I do feel a little sorry for anyone who isn’t a huge fan of chocolate around Easter. I know, it seems crazy, but these people do exist. So when I was brainstorming ideas for Easter recipes this year, I wanted to include a dessert that non-chocoholics could enjoy while still being low FODMAP. The one part of the low FODMAP diet I struggle with the most is my fruit choices. The list of fruit that is safe in larger quantities is painfully small, and can often limit people trying to incorporate more fruit into their diet, or when making fruit-based desserts. So I went for a scroll on the Monash low FODMAP app in preparation for this recipe, and bingo – pineapple is safe for consumption in 140 gram servings, an almost unheard of quantity of fruit for those digestively challenged as myself.
So pineapple was my fruit of choice, and what dessert would I build around it? An upside down cake of course. I have never attempted an upside down cake myself, but reminisced about a Christmas in July party my old school group put on last year. One of my gal pals made an absolutely heavenly almond and orange upside down cake, and it was the centrepiece to an already amazing meal, because it seems all my friends are secret Masterchefs.
So it is with great pride that I present to you this Pineapple Upside Down Cake, and let you in on a little secret – upside down cakes are so much easier than cookbooks and photographs would lead you to believe. You just stick the fruit in the bottom of the tin and pour your batter on top. Who knew? My greatest unhinging with this recipe was that I was so excited to see if my fruit looked perfect that I almost dropped the cake on the floor while attempting to turn it out onto the cooling rack. But the crisis was averted, and the cake was a beauty.

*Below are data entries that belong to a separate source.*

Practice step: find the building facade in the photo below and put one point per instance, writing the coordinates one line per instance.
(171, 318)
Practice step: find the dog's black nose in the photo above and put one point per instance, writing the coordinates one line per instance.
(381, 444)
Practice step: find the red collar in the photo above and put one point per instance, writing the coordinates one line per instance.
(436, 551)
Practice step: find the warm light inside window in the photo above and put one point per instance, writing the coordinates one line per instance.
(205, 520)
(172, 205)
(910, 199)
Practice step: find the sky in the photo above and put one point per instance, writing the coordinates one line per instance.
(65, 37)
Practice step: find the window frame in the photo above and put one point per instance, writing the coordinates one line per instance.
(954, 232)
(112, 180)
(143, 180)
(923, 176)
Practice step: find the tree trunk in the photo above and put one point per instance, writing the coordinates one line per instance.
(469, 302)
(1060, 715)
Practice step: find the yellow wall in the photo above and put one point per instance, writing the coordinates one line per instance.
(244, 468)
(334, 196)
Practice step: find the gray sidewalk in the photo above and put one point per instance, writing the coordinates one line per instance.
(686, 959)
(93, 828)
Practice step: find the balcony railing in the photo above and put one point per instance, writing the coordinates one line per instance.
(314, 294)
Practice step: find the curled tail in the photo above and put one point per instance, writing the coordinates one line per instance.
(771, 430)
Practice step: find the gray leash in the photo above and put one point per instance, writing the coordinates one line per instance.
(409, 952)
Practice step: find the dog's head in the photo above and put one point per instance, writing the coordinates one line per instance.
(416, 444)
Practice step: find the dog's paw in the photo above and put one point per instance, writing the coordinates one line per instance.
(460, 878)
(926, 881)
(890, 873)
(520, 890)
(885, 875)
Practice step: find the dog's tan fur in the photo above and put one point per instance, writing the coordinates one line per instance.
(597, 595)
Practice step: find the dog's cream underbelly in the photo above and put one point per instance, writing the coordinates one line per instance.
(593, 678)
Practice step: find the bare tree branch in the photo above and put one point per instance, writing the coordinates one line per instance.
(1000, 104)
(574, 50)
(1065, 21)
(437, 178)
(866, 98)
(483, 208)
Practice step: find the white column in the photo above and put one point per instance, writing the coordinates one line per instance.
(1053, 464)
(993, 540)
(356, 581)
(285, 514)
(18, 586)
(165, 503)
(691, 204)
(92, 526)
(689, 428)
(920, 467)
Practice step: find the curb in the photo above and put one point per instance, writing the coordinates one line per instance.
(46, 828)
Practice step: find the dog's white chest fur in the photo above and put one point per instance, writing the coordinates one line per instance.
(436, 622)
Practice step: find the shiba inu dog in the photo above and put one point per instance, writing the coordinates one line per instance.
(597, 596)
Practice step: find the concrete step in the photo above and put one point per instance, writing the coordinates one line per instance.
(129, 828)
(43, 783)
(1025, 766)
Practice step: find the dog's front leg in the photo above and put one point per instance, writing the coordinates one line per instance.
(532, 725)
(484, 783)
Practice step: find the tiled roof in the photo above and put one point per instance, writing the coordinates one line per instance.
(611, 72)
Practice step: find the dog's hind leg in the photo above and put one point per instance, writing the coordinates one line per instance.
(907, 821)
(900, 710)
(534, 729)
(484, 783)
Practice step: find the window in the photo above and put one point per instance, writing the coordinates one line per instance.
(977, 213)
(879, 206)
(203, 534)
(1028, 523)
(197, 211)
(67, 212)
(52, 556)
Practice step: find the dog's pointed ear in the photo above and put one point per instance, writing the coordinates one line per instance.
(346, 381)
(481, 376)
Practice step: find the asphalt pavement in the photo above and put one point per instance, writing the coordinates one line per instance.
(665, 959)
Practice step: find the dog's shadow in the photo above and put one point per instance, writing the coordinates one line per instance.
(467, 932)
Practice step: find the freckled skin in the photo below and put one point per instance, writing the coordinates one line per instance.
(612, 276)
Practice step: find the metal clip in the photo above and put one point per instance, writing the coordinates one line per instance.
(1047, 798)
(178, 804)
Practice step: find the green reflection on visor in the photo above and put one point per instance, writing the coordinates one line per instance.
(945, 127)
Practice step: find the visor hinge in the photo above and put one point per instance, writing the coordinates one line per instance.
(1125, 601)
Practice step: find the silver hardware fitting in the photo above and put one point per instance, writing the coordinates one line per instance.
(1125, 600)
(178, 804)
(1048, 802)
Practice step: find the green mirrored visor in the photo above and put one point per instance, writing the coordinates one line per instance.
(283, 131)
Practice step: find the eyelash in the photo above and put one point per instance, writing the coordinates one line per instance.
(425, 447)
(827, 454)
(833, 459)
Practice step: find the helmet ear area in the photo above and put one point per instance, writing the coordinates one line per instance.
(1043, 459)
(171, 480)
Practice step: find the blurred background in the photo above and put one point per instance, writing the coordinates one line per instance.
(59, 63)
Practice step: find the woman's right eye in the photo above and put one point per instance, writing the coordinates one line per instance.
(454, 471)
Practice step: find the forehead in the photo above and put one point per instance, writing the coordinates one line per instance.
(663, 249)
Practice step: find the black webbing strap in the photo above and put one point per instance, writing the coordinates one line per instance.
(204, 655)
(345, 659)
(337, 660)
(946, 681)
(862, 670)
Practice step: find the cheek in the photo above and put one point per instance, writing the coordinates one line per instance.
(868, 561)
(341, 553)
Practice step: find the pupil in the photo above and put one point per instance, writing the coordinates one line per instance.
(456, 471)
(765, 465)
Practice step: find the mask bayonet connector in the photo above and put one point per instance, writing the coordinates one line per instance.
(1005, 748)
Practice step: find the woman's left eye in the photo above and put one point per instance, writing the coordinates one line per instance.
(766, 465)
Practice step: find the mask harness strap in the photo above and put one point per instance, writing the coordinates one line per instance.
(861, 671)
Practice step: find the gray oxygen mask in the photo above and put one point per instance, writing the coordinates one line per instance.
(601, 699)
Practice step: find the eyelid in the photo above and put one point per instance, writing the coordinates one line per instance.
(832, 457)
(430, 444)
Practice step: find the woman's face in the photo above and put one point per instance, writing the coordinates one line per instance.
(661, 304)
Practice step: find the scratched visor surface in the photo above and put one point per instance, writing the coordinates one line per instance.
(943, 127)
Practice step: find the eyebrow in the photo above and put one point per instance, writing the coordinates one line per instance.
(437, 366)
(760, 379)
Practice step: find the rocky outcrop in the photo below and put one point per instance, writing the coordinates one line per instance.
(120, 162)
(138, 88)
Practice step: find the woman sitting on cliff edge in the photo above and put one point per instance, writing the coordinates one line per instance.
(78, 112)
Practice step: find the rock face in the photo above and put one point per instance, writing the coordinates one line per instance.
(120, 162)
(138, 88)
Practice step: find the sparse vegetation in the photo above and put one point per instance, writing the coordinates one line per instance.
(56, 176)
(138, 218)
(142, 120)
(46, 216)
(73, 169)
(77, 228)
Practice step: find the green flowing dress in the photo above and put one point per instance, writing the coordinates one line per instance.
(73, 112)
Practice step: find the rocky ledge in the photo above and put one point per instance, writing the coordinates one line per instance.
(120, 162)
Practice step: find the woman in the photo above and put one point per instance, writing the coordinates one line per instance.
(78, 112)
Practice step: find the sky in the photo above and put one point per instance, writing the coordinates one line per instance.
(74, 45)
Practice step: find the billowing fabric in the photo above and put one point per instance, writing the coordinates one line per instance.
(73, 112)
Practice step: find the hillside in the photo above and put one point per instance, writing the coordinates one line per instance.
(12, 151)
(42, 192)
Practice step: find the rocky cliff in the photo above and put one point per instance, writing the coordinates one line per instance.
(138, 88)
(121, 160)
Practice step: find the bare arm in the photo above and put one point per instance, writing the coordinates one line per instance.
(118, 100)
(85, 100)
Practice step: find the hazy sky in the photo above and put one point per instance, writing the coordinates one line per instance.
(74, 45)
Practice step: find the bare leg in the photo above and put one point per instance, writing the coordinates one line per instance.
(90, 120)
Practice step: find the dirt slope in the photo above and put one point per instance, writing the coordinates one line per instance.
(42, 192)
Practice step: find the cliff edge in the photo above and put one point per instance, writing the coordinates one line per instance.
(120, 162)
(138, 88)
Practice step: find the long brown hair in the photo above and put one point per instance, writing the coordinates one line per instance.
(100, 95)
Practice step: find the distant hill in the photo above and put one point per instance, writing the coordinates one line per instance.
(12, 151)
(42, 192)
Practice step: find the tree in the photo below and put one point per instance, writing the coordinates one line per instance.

Pineapple Upside Down Cake
- 4 tbsp brown sugar
- 5 rings canned pineapple in juice
- 1/2 cup brown sugar
- 1/4 cup maple syrup
- 1 cup gluten free self-raising flour
- 2 tbsp almond meal
- 4 tbsp extra virgin olive oil
- 2 eggs
- 2 tbsp pineapple juice from the can
- 1 tbsp cinnamon
Preheat the oven to 160 degrees Celsius fan forced and grease a loaf tin.
Sprinkle the 4 tbsp brown sugar across the bottom of the tin. Take 5 rings of pineapple out of the can and set the rest aside. Arrange these rings on the bottom of your greased loaf tin. I cut the rings in half and laid them 3×3.
In a bowl, combine the brown sugar, maple syrup, olive oil, eggs and pineapple juice and stir until well incorporated.
Add the self-raising flour, almond meal and cinnamon and mix until combined.
Pour the batter into the loaf tin on top of the pineapple rings, and bang the tin on the table to even out the cake.
Bake in the oven for around 30 minutes or until golden brown and an inserted skewer comes out clean.